Typical Thread Counts (on 8-core system):

  • Small files (< 50 MB): 6-14 workers (aggressive parallelism)
  • Medium files (50-500 MB): 5-12 workers (balanced approach)
  • Large files (> 500 MB): 8-12 workers (moderate parallelism)
  • Huge files (> 2 GB): 3-6 workers (conservative, avoid overhead)

Mixed Workload Pool

Purpose: Handle operations with both CPU and I/O components

Workload Types:

  • File processing with transformations
  • Database operations with calculations
  • Network operations with data processing

Thread Count Strategy:

#![allow(unused)]
fn main() {
// Uses half the cores to avoid contention with I/O operations
let mixed_worker_count = (available_cores / 2).max(WorkerCount::MIN_WORKERS);
}

Typical Thread Counts (on 8-core system):

  • 4 threads (half of 8 cores)
  • Minimum: 1 thread (WorkerCount::MIN_WORKERS)
  • Maximum: 16 threads (half of MAX_WORKERS = 32)

The spawn_blocking Pattern

Purpose

tokio::task::spawn_blocking bridges async and sync code by running synchronous CPU-bound operations on a dedicated blocking thread pool without blocking the Tokio async runtime.

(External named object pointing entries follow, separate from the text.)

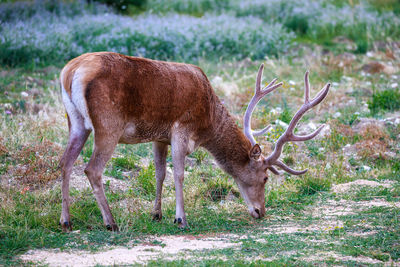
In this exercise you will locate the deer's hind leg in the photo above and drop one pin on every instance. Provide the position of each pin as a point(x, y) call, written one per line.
point(77, 138)
point(104, 145)
point(160, 151)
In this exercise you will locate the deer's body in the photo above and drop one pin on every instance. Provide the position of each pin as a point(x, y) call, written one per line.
point(132, 100)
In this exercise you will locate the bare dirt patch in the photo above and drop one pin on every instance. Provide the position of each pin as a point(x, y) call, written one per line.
point(166, 247)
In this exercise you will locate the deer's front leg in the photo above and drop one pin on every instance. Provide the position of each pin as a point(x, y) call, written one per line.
point(178, 151)
point(160, 151)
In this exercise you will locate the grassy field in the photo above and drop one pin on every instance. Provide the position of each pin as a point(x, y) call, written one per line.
point(344, 211)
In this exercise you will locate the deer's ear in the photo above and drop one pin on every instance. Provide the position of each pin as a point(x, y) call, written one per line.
point(255, 152)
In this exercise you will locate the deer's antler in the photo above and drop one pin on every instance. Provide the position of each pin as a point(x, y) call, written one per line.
point(288, 135)
point(258, 95)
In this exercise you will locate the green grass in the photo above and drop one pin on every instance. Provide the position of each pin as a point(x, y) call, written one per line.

When to Use spawn_blocking

Always use for:

  • ✅ CPU-intensive operations (compression, encryption, hashing)
  • ✅ Blocking I/O that can't be made async
  • ✅ Long-running computations (> 10-100 μs)
  • ✅ Sync library calls that may block

Never use for:

  • ❌ Quick operations (< 10 μs)
  • ❌ Already async operations
  • ❌ Pure data transformations (use inline instead)

Usage Pattern

Basic spawn_blocking:

#![allow(unused)]
fn main() {
use tokio::task;

async fn compress_chunk_async(
    chunk: FileChunk,
    config: &CompressionConfig,
) -> Result<FileChunk, PipelineError> {
    let config = config.clone();

    // Move CPU-bound work to blocking thread pool
    task::spawn_blocking(move || {
        // This runs on a dedicated blocking thread
        compress_chunk_sync(chunk, &config)
    })
    .await
    .map_err(|e| PipelineError::InternalError(format!("Task join error: {}", e)))?
}

fn compress_chunk_sync(
    chunk: FileChunk,
    config: &CompressionConfig,
) -> Result<FileChunk, PipelineError> {
    // Expensive CPU-bound operation
    // This will NOT block the Tokio async runtime
    let compressed_data = brotli::compress(&chunk.data, config.level)?;
    Ok(FileChunk::new(compressed_data))
}
}

Rayon inside spawn_blocking (recommended for batch parallelism):

#![allow(unused)]
fn main() {
async fn compress_chunks_parallel(
    chunks: Vec<FileChunk>,
    config: &CompressionConfig,
) -> Result<Vec<FileChunk>, PipelineError> {
    use rayon::prelude::*;

    let config = config.clone();

    // Entire Rayon batch runs on blocking thread pool
    tokio::task::spawn_blocking(move || {
        // Use CPU-bound pool for compression
        RAYON_POOLS.cpu_bound_pool().install(|| {
            chunks
                .into_par_iter()
                .map(|chunk| compress_chunk_sync(chunk, &config))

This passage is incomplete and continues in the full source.